Marthe, elle, va au-devant de Jésus qui arrive. Elle lui dit la même phrase que Marie : « Si tu avais été là, mon frère ne serait pas mort » (v. 21). Cri qui est peut-être à la fois regret, reproche, comme pour Marie. Mais qui peut être appel et confiance, comme pour Marthe qui poursuit : « Je sais que tout ce que tu demanderas à Dieu, Dieu te le donnera » (v. 22). A cet endroit de sa vie, au cœur de son deuil, de ses regrets, de sa révolte, de sa confiance, Jésus la fait cheminer en lui parlant de la résurrection.

En lui posant la question centrale : « Crois-tu cela ? » (v. 26), il la fait passer du « je sais » au « je crois ». Du « je sais » de la répétition de formules traditionnelles : « Je sais que Lazare ressuscitera lors de la résurrection, au dernier jour » (v. 24) au « je crois » de l’implication existentielle personnelle : « Je crois que tu es le Christ, le Fils de Dieu, celui qui vient dans le monde » (v. 27). Magnifique confession de foi !

Déplacement du « je sais » au « je crois », c’est-à-dire de la croyance à la confiance. Déplacement du dernier jour à l’aujourd’hui de la foi. Déplacement de la nostalgie de la vie de Lazare à la relation au Christ vivant. Déplacement auquel nous sommes appelés, chacun et ensemble. Récit de passage. Récit où Lazare passe de la mort à la vie, Jésus passe des larmes à l’appel à l’espérance, Marthe passe à l’abandon de toute certitude confortable mais enfermante à l’aventure de la foi, à la joie de la confiance.
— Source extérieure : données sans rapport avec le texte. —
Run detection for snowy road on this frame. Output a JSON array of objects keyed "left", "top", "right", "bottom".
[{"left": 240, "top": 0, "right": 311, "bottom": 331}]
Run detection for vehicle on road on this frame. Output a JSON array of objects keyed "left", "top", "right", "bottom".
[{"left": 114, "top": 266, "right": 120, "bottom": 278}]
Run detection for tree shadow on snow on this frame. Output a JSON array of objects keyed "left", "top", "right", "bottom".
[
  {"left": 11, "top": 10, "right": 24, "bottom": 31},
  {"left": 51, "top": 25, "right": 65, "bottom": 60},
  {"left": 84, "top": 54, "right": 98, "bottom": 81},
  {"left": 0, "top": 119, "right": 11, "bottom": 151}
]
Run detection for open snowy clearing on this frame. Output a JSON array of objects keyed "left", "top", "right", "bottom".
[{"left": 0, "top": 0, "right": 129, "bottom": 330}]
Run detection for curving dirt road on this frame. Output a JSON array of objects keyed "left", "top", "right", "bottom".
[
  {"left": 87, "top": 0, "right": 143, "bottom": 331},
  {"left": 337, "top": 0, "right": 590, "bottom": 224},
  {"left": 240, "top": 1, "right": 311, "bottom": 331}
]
Comment croire en la résurrection ? Comment faire confiance en la vie ? Aujourd’hui, nous sommes appelés à être Marthe. A poser notre vie dans un regard tourné vers Jésus, le Christ, le Fils de Dieu, celui qui vient au monde, celui qui est la résurrection et la vie.

Aujourd’hui nous sommes à Béthanie. Béthanie, en hébreu cela veut dire « Maison du pauvre », « Maison de la misère », « Maison de l’affligé », « Maison de la tristesse ». Cela peut vouloir dire aussi « Maison de miséricorde », « Maison de grâce », « Maison de bénédiction »[4]. Béthanie, ou l’Evangile de miséricorde, de grâce et de bénédiction qui surgit au milieu de nos misères !

Que Jésus-Christ, qui a ramené Lazare à la vie et Marthe de la tristesse à la foi, nous entraîne, à leur suite, dans la vie, aujourd’hui, demain, chaque jour, pour que nous en soyons contagieux autour de nous !

Amen.

 

[1] בַּיִת – bayith – maison + עָנִי – `aniy – pauvre, faible, humilié.

[2] Dérivé du nom אֶלעָזָר – ’El`azar, de אֵל – ’el – Dieu (divinité) + עָזַר – `azar – aider.

[3] יֵשׁוַּע – Yeshuwa`, de יְהוֹוָה – Yahvé – Dieu (nom propre) + יָשַׁע – yasha` – sauver.

[4] בַּיִת – bayith – maison + חַנָּה – Channah – Grâce, faveur, prénom « Anne ».